ANCHORAGE, Alaska — The Alaska Regional Director for the U.S. Fish and Wildlife Service faced the Alaska Board of Game today to answer questions about the service's decision to not allow the State of Alaska to shoot wolves on Unimak Island. Geoff Haskett said it was a tough decision to make, but believes it is the right one.
"It's one of those very complicated issues, we've had litigation on it, it's been a tough year," said Haskett when he spoke with Channel 2. "We're going to get through this one, the decision was not an easy one to make, we made the right decision and it strained our relationship with the state."
Haskett said he didn't appear before the Board of Game to defend the agency's decision, just to answer questions. The Alaska Department of Fish and Game wants to shoot wolves preying on caribou calves on the island. But the calving grounds lie on a National Wildlife Refuge, and after an Environmental Impact Study, the U.S. Fish and Wildlife Service decided that no action was the best plan.
"It does highlight the fact that the two agencies have differing mandates and differing opinions on how those mandates should be carried out," said Corey Rossi, Wildlife Conservation Director for the Alaska Department of Fish and Game.

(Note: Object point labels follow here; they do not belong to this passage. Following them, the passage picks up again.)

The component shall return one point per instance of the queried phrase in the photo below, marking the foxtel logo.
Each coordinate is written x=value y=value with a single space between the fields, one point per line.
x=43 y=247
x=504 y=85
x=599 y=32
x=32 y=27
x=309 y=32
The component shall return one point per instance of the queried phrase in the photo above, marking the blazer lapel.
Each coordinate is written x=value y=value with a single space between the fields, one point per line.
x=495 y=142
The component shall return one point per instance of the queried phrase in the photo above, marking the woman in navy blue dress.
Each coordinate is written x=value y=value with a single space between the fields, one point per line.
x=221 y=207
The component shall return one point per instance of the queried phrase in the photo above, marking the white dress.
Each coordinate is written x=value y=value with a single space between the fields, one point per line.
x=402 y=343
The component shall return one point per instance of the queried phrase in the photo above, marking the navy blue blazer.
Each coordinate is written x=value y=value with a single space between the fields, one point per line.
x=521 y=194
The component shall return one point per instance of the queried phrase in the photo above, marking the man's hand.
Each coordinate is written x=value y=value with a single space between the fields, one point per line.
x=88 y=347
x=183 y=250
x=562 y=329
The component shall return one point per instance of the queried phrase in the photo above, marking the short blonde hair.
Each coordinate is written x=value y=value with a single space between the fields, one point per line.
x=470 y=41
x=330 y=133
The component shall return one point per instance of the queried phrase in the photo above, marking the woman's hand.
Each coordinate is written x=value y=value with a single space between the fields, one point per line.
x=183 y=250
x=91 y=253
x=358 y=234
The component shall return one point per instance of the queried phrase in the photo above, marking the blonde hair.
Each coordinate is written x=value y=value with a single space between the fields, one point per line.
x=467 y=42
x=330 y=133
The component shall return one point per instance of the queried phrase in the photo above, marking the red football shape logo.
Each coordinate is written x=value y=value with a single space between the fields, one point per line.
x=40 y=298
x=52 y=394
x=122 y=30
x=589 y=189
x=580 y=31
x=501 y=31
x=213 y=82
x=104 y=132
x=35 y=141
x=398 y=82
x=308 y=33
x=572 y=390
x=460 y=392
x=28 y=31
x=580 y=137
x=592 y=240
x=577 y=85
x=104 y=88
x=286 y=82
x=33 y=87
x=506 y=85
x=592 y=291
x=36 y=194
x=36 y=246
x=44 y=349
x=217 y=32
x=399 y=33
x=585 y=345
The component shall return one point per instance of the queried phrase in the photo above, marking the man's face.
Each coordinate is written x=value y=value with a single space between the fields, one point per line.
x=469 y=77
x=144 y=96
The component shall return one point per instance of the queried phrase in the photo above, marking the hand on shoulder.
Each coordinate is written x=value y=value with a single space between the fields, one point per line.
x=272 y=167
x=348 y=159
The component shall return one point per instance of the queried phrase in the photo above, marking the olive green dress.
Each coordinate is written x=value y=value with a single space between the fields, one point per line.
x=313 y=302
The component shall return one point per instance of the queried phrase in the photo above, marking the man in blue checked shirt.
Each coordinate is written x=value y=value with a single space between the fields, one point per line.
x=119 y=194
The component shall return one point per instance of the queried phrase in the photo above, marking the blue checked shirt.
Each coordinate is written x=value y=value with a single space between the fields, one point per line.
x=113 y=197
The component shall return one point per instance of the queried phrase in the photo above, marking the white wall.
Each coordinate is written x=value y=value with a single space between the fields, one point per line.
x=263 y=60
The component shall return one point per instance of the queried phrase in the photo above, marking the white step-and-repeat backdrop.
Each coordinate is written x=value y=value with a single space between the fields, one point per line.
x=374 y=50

There has not been any subsistence hunting on Unimak Island for several years because of low caribou numbers. Today residents of False Pass, the only village on Unimak Island, said they are afraid for their safety because wolves are coming to town looking for food.
"They are coming very aggressively into the village, and I'm afraid that if something is not done somebody in the village is going to be next," said Gilda Shellikoff, a lifelong resident of False Pass.
The Alaska Department of Fish and Game says it's keeping an eye on the situation and if it becomes a public safety issue, wolves will need to be killed to protect people.
Both the agencies say they hope to work together in the future to come to a solution.